La Directrice générale des Élections (DGE), Djenabou Touré, a présenté, samedi 31 janvier, les principales orientations du nouveau dispositif électoral qui encadrera les prochaines élections en Guinée. Ces réformes interviennent dans un contexte de refonte du système électoral, marqué notamment par l’introduction d’un nouveau mode de scrutin.

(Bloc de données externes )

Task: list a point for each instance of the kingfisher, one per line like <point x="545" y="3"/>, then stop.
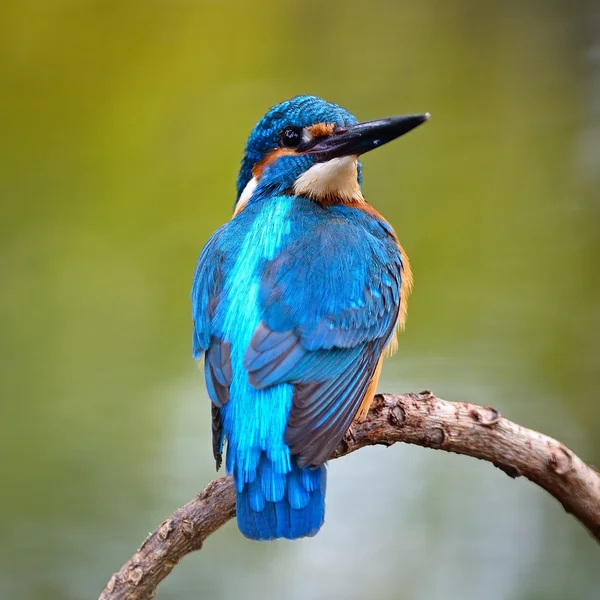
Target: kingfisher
<point x="295" y="302"/>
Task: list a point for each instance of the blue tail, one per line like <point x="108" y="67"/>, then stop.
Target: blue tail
<point x="277" y="505"/>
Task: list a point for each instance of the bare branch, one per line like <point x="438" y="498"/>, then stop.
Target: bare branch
<point x="420" y="419"/>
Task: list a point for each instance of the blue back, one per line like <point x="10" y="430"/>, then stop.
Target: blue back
<point x="293" y="305"/>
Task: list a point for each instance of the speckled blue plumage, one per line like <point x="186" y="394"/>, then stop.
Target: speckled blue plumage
<point x="293" y="304"/>
<point x="300" y="111"/>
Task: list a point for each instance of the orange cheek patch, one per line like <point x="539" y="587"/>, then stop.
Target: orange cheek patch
<point x="269" y="159"/>
<point x="321" y="129"/>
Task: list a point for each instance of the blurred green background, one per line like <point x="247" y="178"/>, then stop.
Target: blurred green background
<point x="122" y="126"/>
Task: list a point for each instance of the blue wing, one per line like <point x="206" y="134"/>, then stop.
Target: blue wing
<point x="206" y="290"/>
<point x="330" y="304"/>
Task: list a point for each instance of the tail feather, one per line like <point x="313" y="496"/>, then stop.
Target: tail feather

La DGE s’exprimait à l’occasion de la clôture de l’atelier national d’évaluation du référendum constitutionnel du 21 septembre 2025 et de l’élection présidentielle du 28 décembre 2025. La rencontre s’est tenue en présence des autorités administratives de la région de Kindia, de représentants de la société civile et de magistrats.

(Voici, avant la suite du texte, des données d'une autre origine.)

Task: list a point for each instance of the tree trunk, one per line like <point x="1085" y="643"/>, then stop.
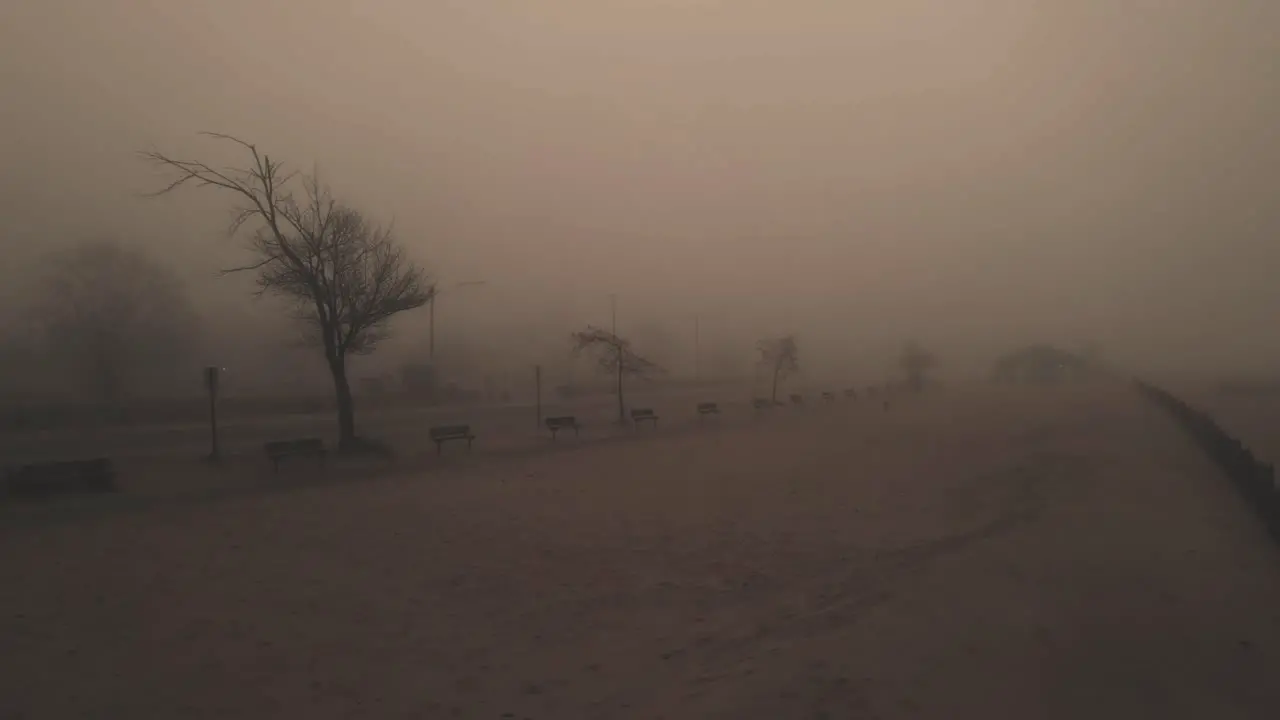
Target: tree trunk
<point x="346" y="405"/>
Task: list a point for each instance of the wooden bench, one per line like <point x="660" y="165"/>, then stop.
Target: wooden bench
<point x="641" y="414"/>
<point x="563" y="422"/>
<point x="301" y="447"/>
<point x="444" y="433"/>
<point x="42" y="479"/>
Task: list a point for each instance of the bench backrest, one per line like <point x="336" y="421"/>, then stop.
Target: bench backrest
<point x="41" y="478"/>
<point x="289" y="446"/>
<point x="447" y="432"/>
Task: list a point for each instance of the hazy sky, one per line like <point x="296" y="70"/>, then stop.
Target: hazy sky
<point x="967" y="172"/>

Selon Djenabou Touré, la Guinée s’apprête à organiser une série d’élections, notamment les législatives, communales, régionales et sénatoriales, conformément au nouveau Code électoral adopté le 27 septembre 2025. À cet effet, un tableau de bord juridique a été élaboré et un projet de chronogramme transmis au président de la République, seule autorité habilitée à fixer les dates des différents scrutins.
La Directrice générale des Élections a rappelé que la date de chaque scrutin est fixée à 90 jours (J-90), tandis que la convocation du corps électoral intervient à 60 jours (J-60). Elle a également souligné l’existence de délais incompressibles pour le dépôt des candidatures.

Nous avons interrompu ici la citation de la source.